Venture capital creeps toward the light


The first signs of the coming venture capital winter were spotted in the second half of 2008, and then it descended with a vengeance.

Moshe Gavrielov, president and CEO of programmable logic vendor Xilinx Inc. (San Jose, Calif.) was soon warning that venture capital would not come back to semiconductor startups even after the current economic crisis had passed. The sums had gotten too high and the payback too low in chips, and other sectors, such as green technology, were coming to the fore that offered VCs a better cost/benefit balance.

"VC investment in semiconductor companies will drop precipitously.

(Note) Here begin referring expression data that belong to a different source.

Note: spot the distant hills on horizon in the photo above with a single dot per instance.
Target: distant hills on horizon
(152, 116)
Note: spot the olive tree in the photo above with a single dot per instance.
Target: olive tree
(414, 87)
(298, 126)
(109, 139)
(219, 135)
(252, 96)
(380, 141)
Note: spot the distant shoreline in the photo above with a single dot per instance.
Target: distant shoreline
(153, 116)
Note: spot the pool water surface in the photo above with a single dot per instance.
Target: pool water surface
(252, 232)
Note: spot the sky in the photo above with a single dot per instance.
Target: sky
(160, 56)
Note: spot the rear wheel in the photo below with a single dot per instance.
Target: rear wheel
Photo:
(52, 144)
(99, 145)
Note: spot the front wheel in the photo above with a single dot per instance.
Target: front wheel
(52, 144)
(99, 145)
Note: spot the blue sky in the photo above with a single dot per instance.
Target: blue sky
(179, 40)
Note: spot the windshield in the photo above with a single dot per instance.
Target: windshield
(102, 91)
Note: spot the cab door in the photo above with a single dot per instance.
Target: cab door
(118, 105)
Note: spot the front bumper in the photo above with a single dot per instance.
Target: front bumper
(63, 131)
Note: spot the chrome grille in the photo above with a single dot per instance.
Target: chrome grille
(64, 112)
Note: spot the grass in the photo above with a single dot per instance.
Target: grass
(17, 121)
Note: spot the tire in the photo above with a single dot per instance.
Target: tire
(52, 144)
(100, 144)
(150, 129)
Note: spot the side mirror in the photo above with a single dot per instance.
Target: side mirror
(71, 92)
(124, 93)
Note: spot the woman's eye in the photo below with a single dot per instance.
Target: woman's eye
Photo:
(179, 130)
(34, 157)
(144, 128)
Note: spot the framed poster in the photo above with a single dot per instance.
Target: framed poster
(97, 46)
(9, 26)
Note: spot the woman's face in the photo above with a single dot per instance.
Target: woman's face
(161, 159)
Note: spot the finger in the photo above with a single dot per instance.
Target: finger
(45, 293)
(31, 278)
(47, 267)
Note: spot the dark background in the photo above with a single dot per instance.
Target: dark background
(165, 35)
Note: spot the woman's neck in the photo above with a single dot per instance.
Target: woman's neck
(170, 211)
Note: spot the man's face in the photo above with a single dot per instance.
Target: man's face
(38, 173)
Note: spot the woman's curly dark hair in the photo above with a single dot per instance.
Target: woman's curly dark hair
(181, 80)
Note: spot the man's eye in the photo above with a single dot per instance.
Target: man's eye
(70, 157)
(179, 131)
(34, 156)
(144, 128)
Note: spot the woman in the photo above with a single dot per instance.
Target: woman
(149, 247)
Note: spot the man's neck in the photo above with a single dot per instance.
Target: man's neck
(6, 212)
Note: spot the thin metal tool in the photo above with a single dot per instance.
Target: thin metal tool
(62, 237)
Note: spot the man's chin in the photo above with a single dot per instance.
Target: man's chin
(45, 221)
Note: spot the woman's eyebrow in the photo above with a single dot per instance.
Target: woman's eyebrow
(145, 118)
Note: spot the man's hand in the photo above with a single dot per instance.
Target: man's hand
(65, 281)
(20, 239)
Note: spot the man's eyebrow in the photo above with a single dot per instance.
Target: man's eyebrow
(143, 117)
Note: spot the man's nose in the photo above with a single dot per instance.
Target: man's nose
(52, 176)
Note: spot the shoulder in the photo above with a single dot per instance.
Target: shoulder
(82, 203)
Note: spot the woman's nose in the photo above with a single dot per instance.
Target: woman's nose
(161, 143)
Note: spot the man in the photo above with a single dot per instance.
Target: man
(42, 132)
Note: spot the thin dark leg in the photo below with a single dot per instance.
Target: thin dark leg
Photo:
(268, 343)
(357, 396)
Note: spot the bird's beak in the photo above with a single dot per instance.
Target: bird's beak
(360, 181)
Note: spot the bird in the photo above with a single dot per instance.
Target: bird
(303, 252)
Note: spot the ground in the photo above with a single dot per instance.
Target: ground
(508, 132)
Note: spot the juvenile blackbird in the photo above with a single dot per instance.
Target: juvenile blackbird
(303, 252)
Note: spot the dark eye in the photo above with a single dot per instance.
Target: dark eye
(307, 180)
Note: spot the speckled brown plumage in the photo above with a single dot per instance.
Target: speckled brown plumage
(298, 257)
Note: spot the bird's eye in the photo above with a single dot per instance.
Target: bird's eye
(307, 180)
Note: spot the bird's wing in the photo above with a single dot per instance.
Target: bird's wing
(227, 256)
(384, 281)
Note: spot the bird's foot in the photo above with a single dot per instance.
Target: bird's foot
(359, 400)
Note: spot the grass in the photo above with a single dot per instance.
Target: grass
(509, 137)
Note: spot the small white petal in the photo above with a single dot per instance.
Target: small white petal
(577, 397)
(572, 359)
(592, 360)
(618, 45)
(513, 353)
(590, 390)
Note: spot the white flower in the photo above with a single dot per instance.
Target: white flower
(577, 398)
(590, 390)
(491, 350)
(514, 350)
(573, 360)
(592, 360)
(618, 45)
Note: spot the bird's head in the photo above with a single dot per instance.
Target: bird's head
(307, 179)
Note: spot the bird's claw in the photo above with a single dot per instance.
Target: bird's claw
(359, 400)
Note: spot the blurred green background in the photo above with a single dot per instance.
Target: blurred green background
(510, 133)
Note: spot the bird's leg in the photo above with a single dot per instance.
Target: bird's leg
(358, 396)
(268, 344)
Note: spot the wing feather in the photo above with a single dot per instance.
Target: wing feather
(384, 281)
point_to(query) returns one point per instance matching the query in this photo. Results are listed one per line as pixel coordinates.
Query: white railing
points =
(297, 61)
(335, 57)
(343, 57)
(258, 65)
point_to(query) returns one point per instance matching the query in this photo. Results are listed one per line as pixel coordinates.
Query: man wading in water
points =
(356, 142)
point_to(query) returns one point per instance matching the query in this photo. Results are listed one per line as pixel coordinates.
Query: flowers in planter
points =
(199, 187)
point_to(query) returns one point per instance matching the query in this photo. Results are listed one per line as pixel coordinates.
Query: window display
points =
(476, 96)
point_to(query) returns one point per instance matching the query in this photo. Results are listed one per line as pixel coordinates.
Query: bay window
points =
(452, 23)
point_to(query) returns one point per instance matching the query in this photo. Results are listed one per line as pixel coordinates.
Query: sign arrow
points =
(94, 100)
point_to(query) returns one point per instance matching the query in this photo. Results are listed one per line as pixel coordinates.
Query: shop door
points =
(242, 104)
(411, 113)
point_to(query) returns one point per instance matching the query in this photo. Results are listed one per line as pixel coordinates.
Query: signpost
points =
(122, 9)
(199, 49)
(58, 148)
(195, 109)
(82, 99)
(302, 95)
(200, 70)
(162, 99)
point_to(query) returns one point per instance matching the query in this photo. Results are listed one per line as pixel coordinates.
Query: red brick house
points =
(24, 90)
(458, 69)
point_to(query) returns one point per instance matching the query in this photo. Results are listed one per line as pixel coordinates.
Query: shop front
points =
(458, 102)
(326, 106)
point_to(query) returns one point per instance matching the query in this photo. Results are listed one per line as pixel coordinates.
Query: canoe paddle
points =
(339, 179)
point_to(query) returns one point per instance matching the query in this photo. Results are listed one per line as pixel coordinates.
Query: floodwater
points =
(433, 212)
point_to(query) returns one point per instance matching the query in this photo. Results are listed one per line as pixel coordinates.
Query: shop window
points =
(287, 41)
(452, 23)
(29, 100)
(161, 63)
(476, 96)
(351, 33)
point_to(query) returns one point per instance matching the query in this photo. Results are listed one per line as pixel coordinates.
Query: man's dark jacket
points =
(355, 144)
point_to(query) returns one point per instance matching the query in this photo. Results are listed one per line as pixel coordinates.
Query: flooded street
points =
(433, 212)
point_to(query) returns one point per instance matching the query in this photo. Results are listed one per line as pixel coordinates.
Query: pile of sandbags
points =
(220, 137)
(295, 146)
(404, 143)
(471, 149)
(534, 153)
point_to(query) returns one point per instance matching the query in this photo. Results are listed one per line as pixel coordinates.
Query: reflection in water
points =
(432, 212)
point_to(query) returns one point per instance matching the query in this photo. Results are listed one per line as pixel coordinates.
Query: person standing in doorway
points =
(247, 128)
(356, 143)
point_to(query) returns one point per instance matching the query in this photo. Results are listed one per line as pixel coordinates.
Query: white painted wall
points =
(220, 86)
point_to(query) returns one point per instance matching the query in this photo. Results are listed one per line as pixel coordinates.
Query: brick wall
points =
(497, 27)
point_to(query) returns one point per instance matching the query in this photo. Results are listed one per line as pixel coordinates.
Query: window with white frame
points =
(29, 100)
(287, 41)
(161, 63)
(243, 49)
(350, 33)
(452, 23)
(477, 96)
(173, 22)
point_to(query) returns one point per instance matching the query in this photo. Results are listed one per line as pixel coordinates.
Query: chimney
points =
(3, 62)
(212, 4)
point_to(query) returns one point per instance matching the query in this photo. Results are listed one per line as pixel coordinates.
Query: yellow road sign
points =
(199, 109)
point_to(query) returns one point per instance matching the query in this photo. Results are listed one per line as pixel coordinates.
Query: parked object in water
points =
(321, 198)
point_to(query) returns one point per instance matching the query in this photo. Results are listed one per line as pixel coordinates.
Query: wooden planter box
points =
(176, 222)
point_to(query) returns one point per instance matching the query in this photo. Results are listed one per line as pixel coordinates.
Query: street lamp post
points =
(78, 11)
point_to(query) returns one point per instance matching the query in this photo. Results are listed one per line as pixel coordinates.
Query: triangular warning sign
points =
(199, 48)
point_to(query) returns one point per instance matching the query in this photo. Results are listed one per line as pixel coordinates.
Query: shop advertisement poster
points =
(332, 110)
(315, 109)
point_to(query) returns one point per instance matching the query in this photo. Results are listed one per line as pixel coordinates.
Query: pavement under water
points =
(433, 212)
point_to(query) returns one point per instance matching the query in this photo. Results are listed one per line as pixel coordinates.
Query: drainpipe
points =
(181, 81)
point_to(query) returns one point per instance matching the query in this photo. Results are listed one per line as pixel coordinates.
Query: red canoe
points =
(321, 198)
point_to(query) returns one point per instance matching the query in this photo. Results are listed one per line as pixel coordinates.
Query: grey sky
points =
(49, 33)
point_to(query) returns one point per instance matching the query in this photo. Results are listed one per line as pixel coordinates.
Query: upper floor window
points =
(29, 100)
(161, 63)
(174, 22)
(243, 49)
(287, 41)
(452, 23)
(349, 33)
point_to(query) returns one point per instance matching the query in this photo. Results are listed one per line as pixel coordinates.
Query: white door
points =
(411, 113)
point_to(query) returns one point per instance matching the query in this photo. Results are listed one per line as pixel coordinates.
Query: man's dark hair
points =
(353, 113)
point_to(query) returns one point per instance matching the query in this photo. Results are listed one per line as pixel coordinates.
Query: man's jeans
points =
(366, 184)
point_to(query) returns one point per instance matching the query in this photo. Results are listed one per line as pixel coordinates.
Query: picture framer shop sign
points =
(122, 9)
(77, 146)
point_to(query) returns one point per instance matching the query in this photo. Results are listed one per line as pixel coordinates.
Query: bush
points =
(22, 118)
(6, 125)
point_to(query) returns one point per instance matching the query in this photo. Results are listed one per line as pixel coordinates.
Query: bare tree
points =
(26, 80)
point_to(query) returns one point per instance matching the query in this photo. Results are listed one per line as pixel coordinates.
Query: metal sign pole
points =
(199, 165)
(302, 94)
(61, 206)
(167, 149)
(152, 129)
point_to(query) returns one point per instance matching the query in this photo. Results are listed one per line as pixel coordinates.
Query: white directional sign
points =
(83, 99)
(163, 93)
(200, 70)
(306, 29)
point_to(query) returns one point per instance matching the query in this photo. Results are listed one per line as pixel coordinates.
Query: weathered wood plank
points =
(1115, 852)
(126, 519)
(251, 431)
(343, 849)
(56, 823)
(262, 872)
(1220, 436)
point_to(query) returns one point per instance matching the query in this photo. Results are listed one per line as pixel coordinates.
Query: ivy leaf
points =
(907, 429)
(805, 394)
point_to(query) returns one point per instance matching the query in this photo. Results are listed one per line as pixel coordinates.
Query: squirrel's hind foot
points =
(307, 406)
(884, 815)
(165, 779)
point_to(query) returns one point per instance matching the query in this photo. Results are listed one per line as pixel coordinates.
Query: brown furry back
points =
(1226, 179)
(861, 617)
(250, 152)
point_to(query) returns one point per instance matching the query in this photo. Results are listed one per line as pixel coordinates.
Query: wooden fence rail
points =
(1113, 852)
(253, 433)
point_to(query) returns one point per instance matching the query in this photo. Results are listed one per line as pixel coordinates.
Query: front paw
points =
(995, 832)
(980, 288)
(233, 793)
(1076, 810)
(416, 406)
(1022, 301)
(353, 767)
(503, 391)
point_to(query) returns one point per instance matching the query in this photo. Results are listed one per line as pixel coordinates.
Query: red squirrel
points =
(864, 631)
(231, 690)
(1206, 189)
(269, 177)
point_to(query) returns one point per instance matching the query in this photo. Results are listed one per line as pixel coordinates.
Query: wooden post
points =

It just does not meet the profiles they [VCs] are looking at, and they have other places where they can put their money," Gavrielov told an audience at the Semico Summit in March.

Gavrielov was interpreting data from the Global Semiconductor Association (GSA) that did indeed show a three-year decline in fabless semiconductor investment, from a peak of about $2 billion in 2006.

GSA president Jodi Shelton had a different read on the data. "VC money has been put on the side, but it has evaporated for all startup companies, not just semiconductor startups," Shelton told EE Times in April. "VCs will look at other sectors, but [venture capital] hasn't dried up" for chips.

That's cold comfort to companies like Tzero Technologies Inc., a casualty of the shakeout in the ultrawideband sector that commenced in 2008 and accelerated this year.